Jika dgn perubahan nama saja seharusnya memberikan kesadaran bahwa dosa memang sangat buruk bagi diri manusia, lantas bagaimana bila perubahan itu sampai merubah kenyamaan rasa taat menjadi kenyamanan maksiat dan kenyamanan bermunajat berganti menjadi budak syahwat?
Ini masih dalam persoalan dampak, lain lagi bila sampai berdampak pada sikap. Jika sikap awalnya ialah orang yg baik (muhsin) berbalik menjadi orang yg jelek (musi’).

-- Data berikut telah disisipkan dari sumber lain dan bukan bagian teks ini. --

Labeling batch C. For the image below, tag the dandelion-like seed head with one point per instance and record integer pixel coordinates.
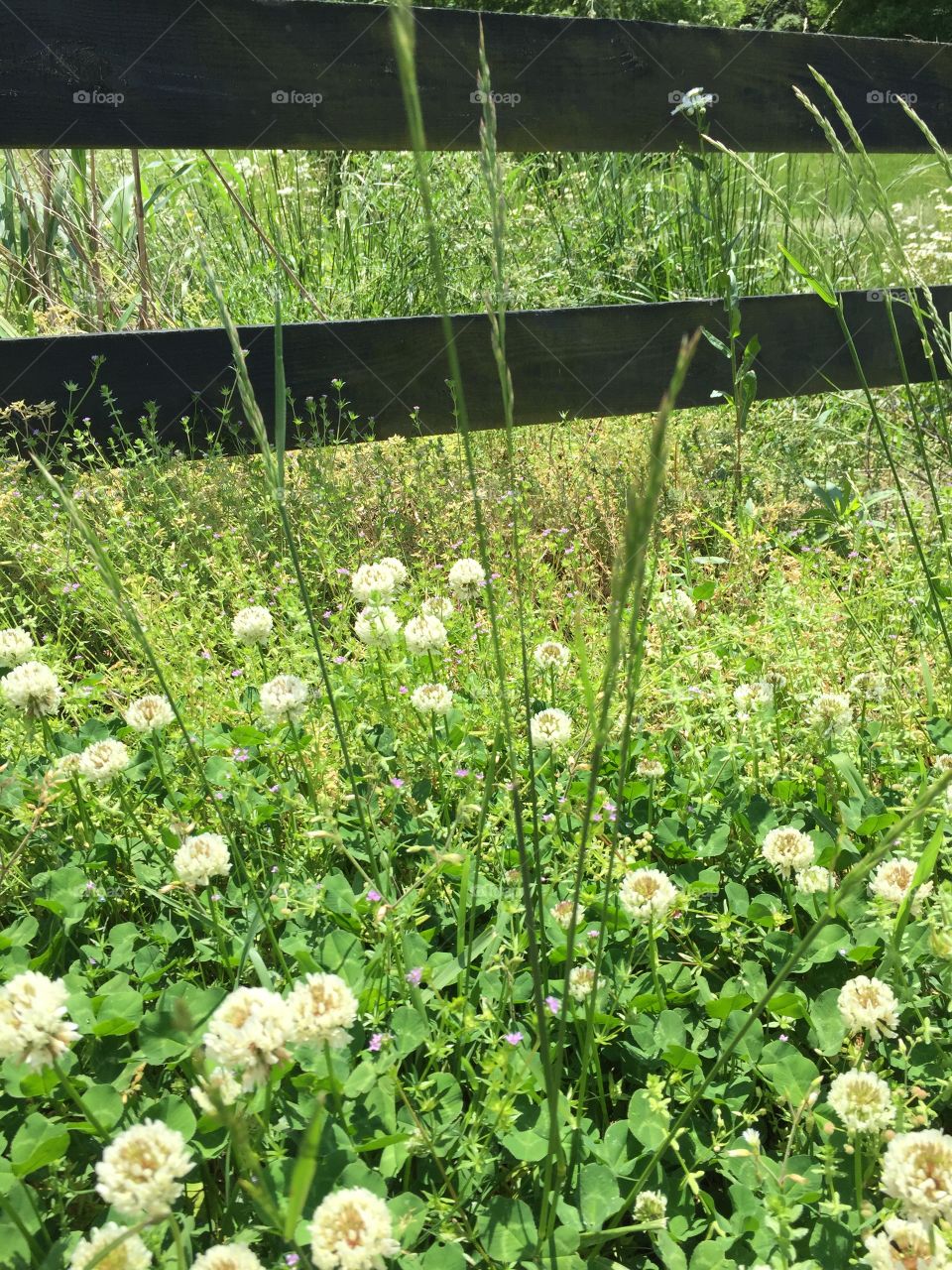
(648, 894)
(434, 698)
(202, 857)
(140, 1170)
(904, 1245)
(16, 645)
(830, 712)
(352, 1229)
(551, 729)
(150, 714)
(916, 1170)
(373, 583)
(32, 689)
(864, 1102)
(103, 761)
(424, 635)
(377, 626)
(788, 849)
(322, 1007)
(284, 699)
(253, 625)
(248, 1034)
(130, 1255)
(35, 1028)
(466, 578)
(869, 1005)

Dan semoga oleh Allah selalu dijauhi, bila dgn melakukan dosa dapat berdampak pada hilangnya derajat mulia di sisi Allah menjadi orang yg sangat hina?
Oleh sebabnya, sebagai umat Islam harus selalu memohon pertolongan kepada Allah, supaya dijauhi dari berbagai penyakit-penyakit hati yg dapat menggerogoti keimanan yg telah tertanam dalam hati, juga memohon supaya kenyamanan taat tak hilang dan diganti menjadi kenyamanan maksiat.
Derajat yg telah diraih di sisi Allah tak sampai diturunkan, minimal bila tak dapat berupaya buat semakin meninggikan derajat di sisi-Nya dgn selalu menaambah ketaatan, tak turun dgn adanya kemaksiatan. Artinya, sedapat mungkin maksiat tak dilakukan, sebab dapat menjadi penyebab hilangnya derajat mulia yg telah diraih di sisi Allah.
Ustadz Sunnatullah, pengajar di Pondok Pesantren Al-Hikmah Darussalam, Durjan, Kokop, Bangkalan.